Issue of the Capital
Both the constitution of the Federal Republic of Germany (West Germany) from 23rd May 1949 and that of the German Democratic Republic (East Germany) from 7th October 1949 laid claim to Greater Berlin. The special Allied status for West Berlin remained in force until German reunification in 1990. The provisional capital of West Germany and seat of government was Bonn. East Berlin became the capital of East Germany.

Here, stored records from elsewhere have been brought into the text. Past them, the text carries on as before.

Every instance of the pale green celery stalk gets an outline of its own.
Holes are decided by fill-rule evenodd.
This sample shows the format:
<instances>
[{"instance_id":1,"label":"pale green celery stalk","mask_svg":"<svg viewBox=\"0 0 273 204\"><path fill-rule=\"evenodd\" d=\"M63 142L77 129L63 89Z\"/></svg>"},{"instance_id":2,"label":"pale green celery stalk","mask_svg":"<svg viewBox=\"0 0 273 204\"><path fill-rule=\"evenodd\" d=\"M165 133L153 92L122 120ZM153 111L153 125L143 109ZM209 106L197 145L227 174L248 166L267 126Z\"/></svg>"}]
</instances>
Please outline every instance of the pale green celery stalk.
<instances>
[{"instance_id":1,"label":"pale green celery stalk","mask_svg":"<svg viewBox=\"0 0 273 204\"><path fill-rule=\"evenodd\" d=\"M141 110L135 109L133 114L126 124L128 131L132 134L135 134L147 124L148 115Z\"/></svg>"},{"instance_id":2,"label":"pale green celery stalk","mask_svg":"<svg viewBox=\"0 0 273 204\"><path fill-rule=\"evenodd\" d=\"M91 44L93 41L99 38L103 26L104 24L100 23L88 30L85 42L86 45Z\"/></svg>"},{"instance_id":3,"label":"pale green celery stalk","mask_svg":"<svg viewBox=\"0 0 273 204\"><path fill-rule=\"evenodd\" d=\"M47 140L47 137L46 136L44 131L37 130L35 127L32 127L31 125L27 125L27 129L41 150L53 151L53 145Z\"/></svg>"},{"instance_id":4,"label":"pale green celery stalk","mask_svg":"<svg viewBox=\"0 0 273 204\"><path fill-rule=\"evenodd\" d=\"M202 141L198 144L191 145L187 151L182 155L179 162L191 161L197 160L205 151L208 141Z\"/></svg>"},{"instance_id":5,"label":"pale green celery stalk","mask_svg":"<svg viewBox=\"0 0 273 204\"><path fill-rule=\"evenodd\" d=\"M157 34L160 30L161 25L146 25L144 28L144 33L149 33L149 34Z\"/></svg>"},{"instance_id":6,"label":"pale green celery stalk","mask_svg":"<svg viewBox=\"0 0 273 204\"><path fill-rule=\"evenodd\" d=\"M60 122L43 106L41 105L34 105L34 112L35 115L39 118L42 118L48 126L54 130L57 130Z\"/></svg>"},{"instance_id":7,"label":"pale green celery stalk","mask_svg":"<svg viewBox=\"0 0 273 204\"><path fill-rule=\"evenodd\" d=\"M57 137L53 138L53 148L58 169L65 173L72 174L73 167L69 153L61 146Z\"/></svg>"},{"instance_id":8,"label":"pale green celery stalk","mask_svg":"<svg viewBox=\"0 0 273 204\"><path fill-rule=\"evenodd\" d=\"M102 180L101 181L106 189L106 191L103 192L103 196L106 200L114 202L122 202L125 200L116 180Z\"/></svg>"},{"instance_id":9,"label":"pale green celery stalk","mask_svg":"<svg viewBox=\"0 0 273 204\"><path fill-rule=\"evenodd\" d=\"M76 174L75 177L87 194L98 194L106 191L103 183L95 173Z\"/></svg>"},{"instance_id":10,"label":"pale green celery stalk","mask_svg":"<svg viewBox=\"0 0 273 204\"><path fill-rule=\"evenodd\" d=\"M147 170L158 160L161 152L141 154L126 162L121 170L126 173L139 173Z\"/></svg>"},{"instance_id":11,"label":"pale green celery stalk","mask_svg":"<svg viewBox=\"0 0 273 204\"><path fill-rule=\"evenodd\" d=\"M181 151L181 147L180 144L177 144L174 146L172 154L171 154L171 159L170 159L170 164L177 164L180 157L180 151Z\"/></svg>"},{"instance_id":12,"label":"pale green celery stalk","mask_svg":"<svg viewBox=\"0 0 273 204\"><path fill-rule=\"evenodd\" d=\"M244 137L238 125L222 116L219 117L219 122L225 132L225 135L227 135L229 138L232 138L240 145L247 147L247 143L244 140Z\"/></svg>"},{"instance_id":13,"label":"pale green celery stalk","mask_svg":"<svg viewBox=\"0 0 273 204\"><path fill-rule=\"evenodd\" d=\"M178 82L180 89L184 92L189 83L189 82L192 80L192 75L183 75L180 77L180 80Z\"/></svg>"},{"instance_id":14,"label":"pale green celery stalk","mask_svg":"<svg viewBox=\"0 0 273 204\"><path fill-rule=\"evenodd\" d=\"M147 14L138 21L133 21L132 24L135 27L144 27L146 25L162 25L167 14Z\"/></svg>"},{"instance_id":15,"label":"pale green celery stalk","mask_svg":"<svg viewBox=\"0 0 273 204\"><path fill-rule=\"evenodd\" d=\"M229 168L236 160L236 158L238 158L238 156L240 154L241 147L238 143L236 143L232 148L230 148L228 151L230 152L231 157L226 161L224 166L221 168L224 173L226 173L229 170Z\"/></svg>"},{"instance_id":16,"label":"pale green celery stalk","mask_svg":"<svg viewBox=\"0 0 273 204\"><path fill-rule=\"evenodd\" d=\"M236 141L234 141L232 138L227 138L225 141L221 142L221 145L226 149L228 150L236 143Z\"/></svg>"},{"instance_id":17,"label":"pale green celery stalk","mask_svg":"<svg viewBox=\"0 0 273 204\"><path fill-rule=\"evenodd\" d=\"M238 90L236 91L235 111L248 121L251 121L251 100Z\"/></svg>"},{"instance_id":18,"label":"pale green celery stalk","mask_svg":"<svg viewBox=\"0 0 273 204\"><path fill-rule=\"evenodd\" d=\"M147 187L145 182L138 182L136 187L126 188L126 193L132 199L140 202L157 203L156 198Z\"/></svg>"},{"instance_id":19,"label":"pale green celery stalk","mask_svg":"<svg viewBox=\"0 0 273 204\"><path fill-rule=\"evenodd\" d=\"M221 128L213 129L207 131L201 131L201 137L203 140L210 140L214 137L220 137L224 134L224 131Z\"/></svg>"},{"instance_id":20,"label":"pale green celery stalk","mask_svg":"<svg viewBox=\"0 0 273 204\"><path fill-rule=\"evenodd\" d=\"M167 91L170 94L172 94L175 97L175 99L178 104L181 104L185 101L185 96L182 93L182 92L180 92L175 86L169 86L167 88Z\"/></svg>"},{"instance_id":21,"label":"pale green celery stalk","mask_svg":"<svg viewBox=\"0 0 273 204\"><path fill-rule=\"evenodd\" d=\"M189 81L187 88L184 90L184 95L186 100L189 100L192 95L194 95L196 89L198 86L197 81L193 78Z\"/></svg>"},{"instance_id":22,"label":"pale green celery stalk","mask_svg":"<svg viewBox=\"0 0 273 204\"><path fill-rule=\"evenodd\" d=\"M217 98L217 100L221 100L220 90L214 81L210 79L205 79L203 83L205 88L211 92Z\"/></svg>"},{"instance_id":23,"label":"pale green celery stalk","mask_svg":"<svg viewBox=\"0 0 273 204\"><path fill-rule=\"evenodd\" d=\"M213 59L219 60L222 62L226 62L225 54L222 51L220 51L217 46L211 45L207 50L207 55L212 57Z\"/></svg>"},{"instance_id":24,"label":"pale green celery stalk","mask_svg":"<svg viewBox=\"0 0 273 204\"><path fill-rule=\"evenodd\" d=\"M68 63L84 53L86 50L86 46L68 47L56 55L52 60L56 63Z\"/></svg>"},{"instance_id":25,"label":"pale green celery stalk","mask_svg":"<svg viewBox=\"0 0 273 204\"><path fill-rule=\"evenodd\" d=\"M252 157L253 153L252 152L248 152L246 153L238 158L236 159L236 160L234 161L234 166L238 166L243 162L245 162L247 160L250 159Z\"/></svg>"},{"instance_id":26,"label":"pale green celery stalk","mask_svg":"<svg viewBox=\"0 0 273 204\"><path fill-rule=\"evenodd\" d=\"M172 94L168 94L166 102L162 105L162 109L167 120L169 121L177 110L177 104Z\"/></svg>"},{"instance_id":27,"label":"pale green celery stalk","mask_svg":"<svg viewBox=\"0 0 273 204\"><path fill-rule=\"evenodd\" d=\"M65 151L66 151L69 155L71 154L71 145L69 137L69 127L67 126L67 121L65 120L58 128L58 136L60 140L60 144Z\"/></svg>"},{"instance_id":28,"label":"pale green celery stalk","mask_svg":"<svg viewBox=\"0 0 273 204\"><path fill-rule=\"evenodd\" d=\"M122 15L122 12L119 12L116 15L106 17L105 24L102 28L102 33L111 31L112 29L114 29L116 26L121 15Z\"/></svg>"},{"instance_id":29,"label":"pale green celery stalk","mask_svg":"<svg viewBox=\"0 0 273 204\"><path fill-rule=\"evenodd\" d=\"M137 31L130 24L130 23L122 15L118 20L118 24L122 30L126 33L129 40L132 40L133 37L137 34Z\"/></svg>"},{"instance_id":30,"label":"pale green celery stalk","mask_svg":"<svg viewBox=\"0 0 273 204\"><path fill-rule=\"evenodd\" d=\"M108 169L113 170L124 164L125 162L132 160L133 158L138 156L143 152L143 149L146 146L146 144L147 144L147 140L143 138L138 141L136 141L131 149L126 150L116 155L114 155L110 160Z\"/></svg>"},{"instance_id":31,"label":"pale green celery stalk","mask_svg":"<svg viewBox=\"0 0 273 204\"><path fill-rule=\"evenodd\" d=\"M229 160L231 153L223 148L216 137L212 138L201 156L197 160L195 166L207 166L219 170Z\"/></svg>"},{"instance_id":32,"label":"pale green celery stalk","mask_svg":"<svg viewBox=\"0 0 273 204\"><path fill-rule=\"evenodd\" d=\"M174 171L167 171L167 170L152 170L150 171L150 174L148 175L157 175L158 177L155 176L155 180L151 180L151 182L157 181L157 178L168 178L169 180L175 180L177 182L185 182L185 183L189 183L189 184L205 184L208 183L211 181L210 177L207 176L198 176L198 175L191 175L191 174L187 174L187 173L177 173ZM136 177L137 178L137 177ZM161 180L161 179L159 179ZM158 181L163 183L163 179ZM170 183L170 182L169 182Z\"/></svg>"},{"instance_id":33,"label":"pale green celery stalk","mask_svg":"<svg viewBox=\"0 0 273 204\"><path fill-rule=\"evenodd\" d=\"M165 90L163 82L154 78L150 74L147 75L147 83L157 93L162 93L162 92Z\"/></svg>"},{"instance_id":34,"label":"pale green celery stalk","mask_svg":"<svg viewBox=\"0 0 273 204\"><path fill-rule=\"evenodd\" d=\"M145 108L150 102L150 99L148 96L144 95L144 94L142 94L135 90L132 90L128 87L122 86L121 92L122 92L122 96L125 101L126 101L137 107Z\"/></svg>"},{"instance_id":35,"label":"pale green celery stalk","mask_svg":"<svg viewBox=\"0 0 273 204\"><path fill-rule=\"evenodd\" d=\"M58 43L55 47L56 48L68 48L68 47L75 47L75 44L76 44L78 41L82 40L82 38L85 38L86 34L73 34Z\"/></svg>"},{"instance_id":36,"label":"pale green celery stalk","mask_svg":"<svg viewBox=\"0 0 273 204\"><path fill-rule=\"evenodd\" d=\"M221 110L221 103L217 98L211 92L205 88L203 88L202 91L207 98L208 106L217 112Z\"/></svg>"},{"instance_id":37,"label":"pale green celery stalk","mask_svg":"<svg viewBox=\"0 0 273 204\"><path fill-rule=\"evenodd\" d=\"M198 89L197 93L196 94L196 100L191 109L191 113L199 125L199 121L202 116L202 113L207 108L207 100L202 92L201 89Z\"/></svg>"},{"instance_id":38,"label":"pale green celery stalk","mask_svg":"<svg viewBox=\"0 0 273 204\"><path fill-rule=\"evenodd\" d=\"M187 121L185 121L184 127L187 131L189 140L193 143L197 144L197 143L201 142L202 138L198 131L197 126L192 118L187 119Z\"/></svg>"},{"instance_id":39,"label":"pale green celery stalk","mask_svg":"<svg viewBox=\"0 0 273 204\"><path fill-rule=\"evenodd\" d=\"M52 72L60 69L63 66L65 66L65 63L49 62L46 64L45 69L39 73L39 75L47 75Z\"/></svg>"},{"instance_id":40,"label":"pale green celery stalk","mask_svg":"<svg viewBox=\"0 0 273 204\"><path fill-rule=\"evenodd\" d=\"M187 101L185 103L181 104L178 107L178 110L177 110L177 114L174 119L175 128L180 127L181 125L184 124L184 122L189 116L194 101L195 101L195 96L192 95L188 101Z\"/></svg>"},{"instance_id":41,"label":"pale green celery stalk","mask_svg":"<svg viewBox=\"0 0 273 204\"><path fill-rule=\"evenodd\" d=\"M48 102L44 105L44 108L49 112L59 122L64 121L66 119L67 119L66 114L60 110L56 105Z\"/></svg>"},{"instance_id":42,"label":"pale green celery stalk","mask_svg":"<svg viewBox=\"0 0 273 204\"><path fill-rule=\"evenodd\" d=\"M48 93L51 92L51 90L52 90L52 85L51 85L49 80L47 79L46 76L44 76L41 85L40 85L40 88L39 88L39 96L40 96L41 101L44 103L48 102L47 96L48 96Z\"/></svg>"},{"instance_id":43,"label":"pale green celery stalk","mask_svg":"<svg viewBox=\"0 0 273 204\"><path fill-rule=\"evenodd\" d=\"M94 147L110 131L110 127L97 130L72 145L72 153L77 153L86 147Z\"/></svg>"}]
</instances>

Development of the city in East and West Berlin
The city planner Hans Scharoun, entrusted with the development of a reconstruction of the badly damaged city by the Soviet military government in 1945, was a visionary. The plans he presented in 1946 envisaged the near complete razing to the ground of the building structures still standing and the division of the city into functional zones. Instead of which, however, the East German regime decided to adopt the “sixteen principles of urban development”, demolished the historic Berlin Stadtschloss (City Palace) in favour of a demonstration square, and, starting in 1951, constructed neoclassical buildings along Stalinallee (today’s Karl-Marx Allee) to create the “first socialist boulevard” in the country. In West Berlin, the area between Zoologischer Garten, Kurfürstendamm and Ernst-Reuter Platz was developed into a new city centre for commerce, administration and culture. In 1957, the International Building Exhibition (Interbau), in cooperation with world-renowned architects such as Le Cobusier, Oscar Niemeyer, Walter Gropius, presented the buildings erected in the Hansa Quarter as well as the Kongresshalle (Congress Hall) in Greater Tiergarten. The one hundred thousandth apartment in West Berlin constructed with state funding was delivered on 21st June 1957.
17th June Uprising
On 16th June 1953 in the district of Friedrichshain, East Berlin building workers went on strike in protest against the raising of work norms decreed by the East German regime. This immediately turned into a popular uprising, which erupted on 17th June in the form of demonstrations and protests throughout the whole country, to demand the resignation of the Government and the taking place of new elections. The East German leadership fled to the Soviet military authorities in Berlin-Karlshorst. The Soviets then decreed a state of emergency and crushed the uprising by military force using tanks, 20,000 soldiers and 8,000 members of the East German Kasernierte Volkspolizei (Barracked People’s Police). The day of 17th June, declared as the “Tag der deutschen Einheit” (Day of German Unity) by the West German Parliament on 4th August, claimed at least 55 lives. It was followed by waves of arrests and criminal prosecutions resulting in many cases in the death penalty or long prison sentences in forced labour camps.